Later in the 19th century the Dutch Indies government made a lot of expeditions to subdue any naval activity all across the Archipelago that today we know as Indonesia. These efforts and expeditions systematically eradicated piracy, so people looked for more benign professions such as, of course, fishing. This period also gave way for Protestant Missions to enter the Eastern Indonesian Islands. Since many of the coastal people already adopted Islam, these missionaries tend to target the Inland people who still held traditional beliefs. The German Missionaries convinced the Inland people to abandon their villages in the jungle and the small savannas on the inner Misool and move to the coast after the second world war.
People
When piracy was eradicated, many boating traditions were also reduced, for example the fast dragon boat-like boats that they used for raids, similar to the ones still celebrated in Banda Island, Moluccas. But smaller boats that are very practical for fishing and even living on, called Semang boats are still used even today. They can use sails, but nowadays they use small motors. When we are kayaking closer to the Island we can see these Semangs gliding along, with small Matbat families inside them, complete with their kitchens and beds.

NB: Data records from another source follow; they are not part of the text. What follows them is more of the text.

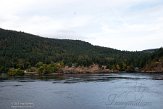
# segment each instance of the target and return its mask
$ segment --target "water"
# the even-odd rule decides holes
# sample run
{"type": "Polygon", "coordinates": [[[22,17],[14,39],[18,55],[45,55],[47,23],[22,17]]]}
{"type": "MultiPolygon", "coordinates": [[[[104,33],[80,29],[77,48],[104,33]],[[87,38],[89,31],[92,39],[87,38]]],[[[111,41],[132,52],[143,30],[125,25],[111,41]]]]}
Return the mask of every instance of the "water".
{"type": "Polygon", "coordinates": [[[0,109],[163,109],[163,74],[67,74],[0,82],[0,109]]]}

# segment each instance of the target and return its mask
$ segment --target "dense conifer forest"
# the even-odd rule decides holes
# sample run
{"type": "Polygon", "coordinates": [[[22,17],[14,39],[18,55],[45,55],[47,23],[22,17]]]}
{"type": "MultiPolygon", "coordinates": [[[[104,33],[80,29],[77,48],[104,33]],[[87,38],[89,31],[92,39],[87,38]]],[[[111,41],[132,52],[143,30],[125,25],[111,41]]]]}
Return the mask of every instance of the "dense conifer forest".
{"type": "MultiPolygon", "coordinates": [[[[0,29],[0,73],[12,69],[30,69],[60,63],[62,66],[98,64],[119,71],[148,68],[160,61],[163,49],[120,51],[88,42],[69,39],[50,39],[24,32],[0,29]]],[[[57,64],[58,65],[58,64],[57,64]]],[[[55,71],[55,70],[53,70],[55,71]]]]}

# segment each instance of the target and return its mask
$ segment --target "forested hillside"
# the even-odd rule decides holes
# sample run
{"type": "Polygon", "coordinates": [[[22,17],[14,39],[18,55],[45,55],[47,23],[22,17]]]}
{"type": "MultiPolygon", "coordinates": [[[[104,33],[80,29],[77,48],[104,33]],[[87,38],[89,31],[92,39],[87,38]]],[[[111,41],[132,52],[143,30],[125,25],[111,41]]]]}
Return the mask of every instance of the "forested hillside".
{"type": "Polygon", "coordinates": [[[0,72],[22,70],[37,63],[62,62],[67,66],[105,65],[121,71],[143,68],[153,53],[129,52],[91,45],[80,40],[50,39],[24,32],[0,29],[0,72]]]}

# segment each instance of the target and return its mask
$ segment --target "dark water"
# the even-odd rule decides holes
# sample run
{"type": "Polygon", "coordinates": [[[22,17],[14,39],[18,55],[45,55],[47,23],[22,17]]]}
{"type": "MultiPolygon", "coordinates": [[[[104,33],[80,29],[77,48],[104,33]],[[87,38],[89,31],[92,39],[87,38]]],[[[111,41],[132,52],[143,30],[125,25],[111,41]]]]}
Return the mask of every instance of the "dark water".
{"type": "Polygon", "coordinates": [[[163,74],[78,74],[0,81],[0,109],[163,109],[163,74]]]}

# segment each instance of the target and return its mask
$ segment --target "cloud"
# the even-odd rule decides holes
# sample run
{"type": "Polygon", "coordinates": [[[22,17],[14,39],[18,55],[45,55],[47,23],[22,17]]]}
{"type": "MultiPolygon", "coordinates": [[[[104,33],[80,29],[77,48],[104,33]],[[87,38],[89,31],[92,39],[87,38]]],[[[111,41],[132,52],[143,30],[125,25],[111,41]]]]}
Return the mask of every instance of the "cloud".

Now, talking specifically about our paddling haven in Misool, these brief histories can explain the people that we will meet on our kayak journey. Basically we will meet two groups of people, The Matlau or the Coastal People, and the Matbat, or the Inland People. The Matbat people are counted as the first people of Misool and still today they are hunters and collectors in the jungle even though they now also are doing fishing in the sea.
Matlau are the majority of the population, the majority of them are Muslims. They speak mostly a variant of Ma’ya language, and are genetically related to the people in Maluku and Seram. And then there are the Christian Matbat people who speak the Papuan influenced Matbat language. But both these ethnicities speak a common language which is Indonesian with Papuan dialect.